Il s’arrêta à nouveau devant une porte, et m’invita à entrer. Je poussai le rideau rouge crasseux. C’était une pièce de dimensions sensiblement identiques à la première où s’entassaient des enfants et des adultes. Je les saluai de la même manière. Dans un coin, une très jeune femme tenait un enfant dans les bras, le petit corps blotti contre son sein; il me paraissait très mal en point.
“C’est le fils d’un de mes amis…la malaria, nous avons eu une aide des religieuses mais la malnutrition, la misère aura raison de lui.”
Il sortit, je le suivis.
“Tu vois, poursuivit-il en marchant, dans chaque case de cette rue on rencontre la même misère. Nous allons entrer ici…”
Il se retourna vers moi, vit mon air défait, mon désarroi.
“J’avais encore des choses à te montrer, mais je crois que la visite va s’arrêter là, me dit-il en me mettant la main sur l’épaule, et puis il se fait tard.”
— Pourquoi m’as-tu emmené ici?
— Je voulais te montrer notre misère, les bienfaits de la présence française. Je sais que tu ne peux pas faire grand chose mais il faut que tu parles aux militaires et en France ce que tu as vu. Bientôt Michel, il y aura du changement…bientôt…j’en suis sûr.”
Un grand cri déchira le silence de la ruelle. Un grand frisson courut sur mon dos.
“C’est la femme, l’enfant est mort, me dit simplement Jean-Baptiste, c’était son premier enfant…”
Nous retournâmes en silence vers le bateau. Ce soir là mon bel uniforme blanc m’avait semblé dérisoire.

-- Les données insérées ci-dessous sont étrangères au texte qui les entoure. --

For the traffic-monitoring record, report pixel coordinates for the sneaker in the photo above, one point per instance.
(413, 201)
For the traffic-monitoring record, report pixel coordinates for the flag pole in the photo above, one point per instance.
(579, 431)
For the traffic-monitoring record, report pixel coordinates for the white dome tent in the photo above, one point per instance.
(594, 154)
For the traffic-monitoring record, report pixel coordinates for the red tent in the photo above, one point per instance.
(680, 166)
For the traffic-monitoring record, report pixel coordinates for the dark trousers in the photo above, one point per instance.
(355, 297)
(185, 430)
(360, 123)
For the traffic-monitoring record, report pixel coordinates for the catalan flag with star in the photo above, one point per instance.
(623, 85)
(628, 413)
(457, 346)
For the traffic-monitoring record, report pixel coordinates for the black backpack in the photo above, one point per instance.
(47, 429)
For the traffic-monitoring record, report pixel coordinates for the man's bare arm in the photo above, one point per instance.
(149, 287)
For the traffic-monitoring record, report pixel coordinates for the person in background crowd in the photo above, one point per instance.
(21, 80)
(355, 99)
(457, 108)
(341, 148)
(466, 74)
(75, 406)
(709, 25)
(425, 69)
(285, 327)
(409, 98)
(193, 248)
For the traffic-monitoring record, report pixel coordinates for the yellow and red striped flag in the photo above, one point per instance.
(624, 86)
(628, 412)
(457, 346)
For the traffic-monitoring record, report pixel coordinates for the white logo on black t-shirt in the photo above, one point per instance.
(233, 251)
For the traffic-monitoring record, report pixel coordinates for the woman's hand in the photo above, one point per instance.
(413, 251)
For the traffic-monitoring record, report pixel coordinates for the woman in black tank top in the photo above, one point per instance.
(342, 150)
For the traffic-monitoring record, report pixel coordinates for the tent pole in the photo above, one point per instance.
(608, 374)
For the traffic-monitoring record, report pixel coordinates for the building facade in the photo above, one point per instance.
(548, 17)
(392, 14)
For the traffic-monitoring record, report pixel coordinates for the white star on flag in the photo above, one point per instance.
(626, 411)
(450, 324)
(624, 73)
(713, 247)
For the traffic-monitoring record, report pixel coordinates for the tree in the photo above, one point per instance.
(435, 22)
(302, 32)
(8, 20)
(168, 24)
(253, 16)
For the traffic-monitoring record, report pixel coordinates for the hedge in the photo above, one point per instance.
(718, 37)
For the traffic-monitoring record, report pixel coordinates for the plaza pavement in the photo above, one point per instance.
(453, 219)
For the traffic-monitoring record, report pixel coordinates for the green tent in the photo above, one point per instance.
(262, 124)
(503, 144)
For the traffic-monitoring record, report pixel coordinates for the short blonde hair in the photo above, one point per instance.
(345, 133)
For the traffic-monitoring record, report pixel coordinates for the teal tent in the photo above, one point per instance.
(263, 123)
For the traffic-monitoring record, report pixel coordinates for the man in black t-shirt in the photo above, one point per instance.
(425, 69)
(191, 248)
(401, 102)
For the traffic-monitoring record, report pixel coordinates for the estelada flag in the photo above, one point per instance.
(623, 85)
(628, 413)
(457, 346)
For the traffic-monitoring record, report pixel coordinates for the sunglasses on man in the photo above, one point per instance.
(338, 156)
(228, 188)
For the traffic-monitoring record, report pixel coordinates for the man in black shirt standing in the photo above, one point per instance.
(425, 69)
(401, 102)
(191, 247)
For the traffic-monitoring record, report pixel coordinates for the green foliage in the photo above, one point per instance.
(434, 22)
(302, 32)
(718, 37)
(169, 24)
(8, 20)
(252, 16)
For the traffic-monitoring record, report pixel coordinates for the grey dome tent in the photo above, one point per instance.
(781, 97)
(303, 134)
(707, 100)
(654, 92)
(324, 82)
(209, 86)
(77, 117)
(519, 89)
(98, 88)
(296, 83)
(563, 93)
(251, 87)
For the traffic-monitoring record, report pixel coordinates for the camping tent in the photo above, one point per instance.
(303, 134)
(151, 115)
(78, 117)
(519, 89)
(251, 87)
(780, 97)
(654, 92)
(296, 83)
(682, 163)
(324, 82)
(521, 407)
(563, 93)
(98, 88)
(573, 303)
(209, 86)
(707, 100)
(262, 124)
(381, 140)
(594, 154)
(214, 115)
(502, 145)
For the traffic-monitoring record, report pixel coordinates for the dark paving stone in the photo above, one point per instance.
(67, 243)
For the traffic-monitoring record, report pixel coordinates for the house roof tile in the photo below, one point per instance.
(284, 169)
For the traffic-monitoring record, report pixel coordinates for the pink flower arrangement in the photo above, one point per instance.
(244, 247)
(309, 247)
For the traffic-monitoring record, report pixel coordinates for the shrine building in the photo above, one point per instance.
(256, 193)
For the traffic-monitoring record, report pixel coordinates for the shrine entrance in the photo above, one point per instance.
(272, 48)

Nous partions le lendemain matin et la poignée de main près de la coupée du navire fut plus longue, plus marquée.
En 1972, la légion quitta définitivement la région suivie, précipitamment, quelques années plus tard, par les forces navales mais les années qui suivirent furent encore plus terribles pour les malgaches. Des années d’incuries politiques ont fait de la grande île un des pays les plus pauvres du monde.
Du changement ? Bientôt, Jean-Baptiste, bientôt… peut-être.
*Prénom inventé
** Bachi : Bonnet du marin dans l’argot de la marine française.